B) Kanun Yararına Bozma Talebi:
Kanun yararına bozma talebi ve ihbar yazısında, « Uyuşturucu madde bulundurmak veya kullanmak suçundan sanık ... hakkında, 5237 sayılı Türk Ceza Kanunu’nun 6545 sayılı Kanun ile değişiklik öncesi 191/2. maddesi uyarınca tedavi ve denetimli serbestlik tedbirine hükmedilmesine dair, Beykoz 4. Asliye Ceza Mahkemesinin 25/12/2014 tarihli ve 2014/493-779 sayılı kararının infazı sırasında, sanığın denetimli serbestlik
müdürlüğü tarafından yapılan çağrıya rağmen süresinde müracaat etmediğinden bahisle infaz kaydı kapatılarak dosyanın gönderilmesi üzerine başlatılan yargılama sonunda, sanığın 5237 sayılı Kanun’un 6545 sayılı kanun ile değişiklik öncesi 191/1, 62, 50/1-a ve 52. maddeleri uyarınca 9.000,00 Türk lirası adli para cezası ile cezalandırılmasına ilişkin aynı Mahkemenin 24/12/2015 tarihli ve 2015/594-1018 sayılı kararını kapsayan dosya incelendi.

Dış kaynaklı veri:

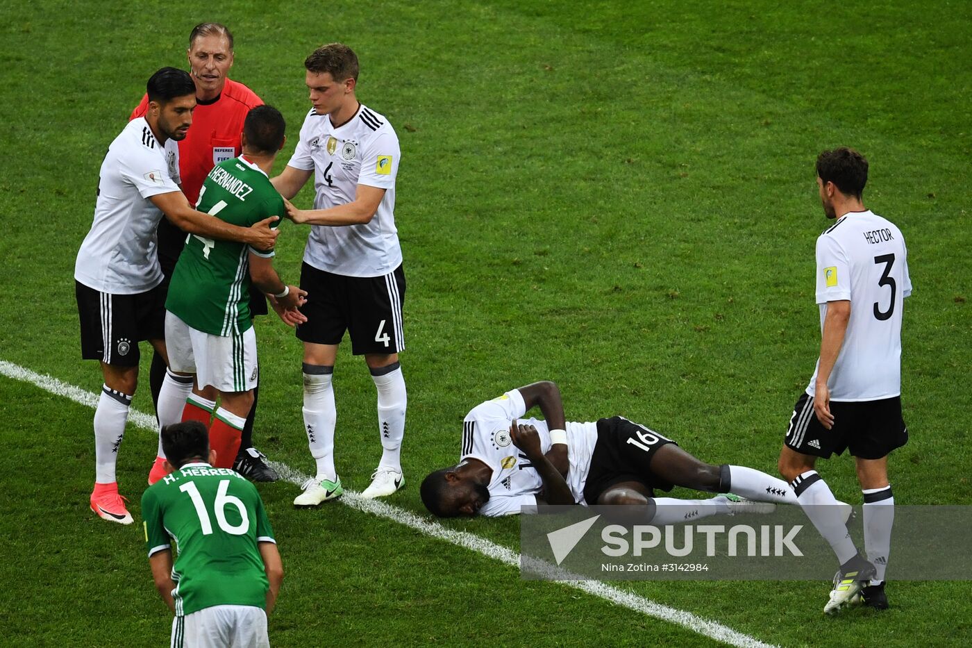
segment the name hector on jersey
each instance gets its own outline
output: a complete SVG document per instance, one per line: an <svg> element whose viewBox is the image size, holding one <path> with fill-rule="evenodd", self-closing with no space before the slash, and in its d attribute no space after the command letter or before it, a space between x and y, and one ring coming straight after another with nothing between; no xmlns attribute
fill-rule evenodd
<svg viewBox="0 0 972 648"><path fill-rule="evenodd" d="M239 166L239 164L237 164L237 166ZM243 171L246 169L240 166L240 170ZM209 173L209 178L220 187L223 187L227 192L238 198L240 200L245 200L246 197L253 191L253 187L238 178L234 178L228 171L221 166L214 166L213 170Z"/></svg>
<svg viewBox="0 0 972 648"><path fill-rule="evenodd" d="M894 240L894 236L891 235L891 231L888 230L887 228L885 228L884 230L873 230L871 232L865 232L864 238L866 238L867 242L870 243L871 245L874 245L875 243L880 243L883 240Z"/></svg>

Beykoz 4. Asliye Ceza Mahkemesi"nin 25/12/2014 tarihli ve 2014/493-779 sayılı kararının bozulmasına karar verilmesi halinde işbu karara istinaden aynı Mahkemenin sanığın adli para cezası ile cezalandırılmasına dair 24/12/2015 tarihli ve 2015/594-1018 sayılı kararının infaz kabiliyetinin olmayacağı değerlendirilerek yapılan incelemede;
Dosya kapsamına göre, 6545 sayılı Kanun’un 65. maddesi ile 5320 sayılı Ceza Muhakemesi Kanununun Yürürlük ve Uygulama Şekli Hakkında Kanun"a eklenen geçici 7. maddenin 2. fıkrasında yer alan “Bu Kanunun yürürlüğe girdiği tarih itibarıyla Türk Ceza Kanununun 191 inci maddesinde tanımlanan suç nedeniyle yürütülen kovuşturmalarda, hakkında daha önce denetimli serbestlik veya tedavi tedbiri uygulanmayan kişilerle ilgili olarak 191 inci madde hükümleri çerçevesinde hükmün açıklanmasının geri bırakılması kararı verilir.” biçimindeki düzenlemeler nazara alınarak, adli sicil kaydına göre daha önce hakkında aynı suç nedeniyle tedavi ve denetimli serbestlik tedbiri uygulanmamış olan sanık hakkında 5271 sayılı Kanun’un 231/6. maddesinde belirtilen şartlar aranmaksızın hükmün açıklanmasının geri bırakılmasına karar verilmesi yasal bir zorunluluk olduğu gözetilmeden yazılı şekilde karar verilmesinde isabet görülmemiştir.» denilerek, Beykoz 4. Asliye Ceza Mahkemesi"nce 25.12.2014 tarihli kararın bozulması istenmiştir.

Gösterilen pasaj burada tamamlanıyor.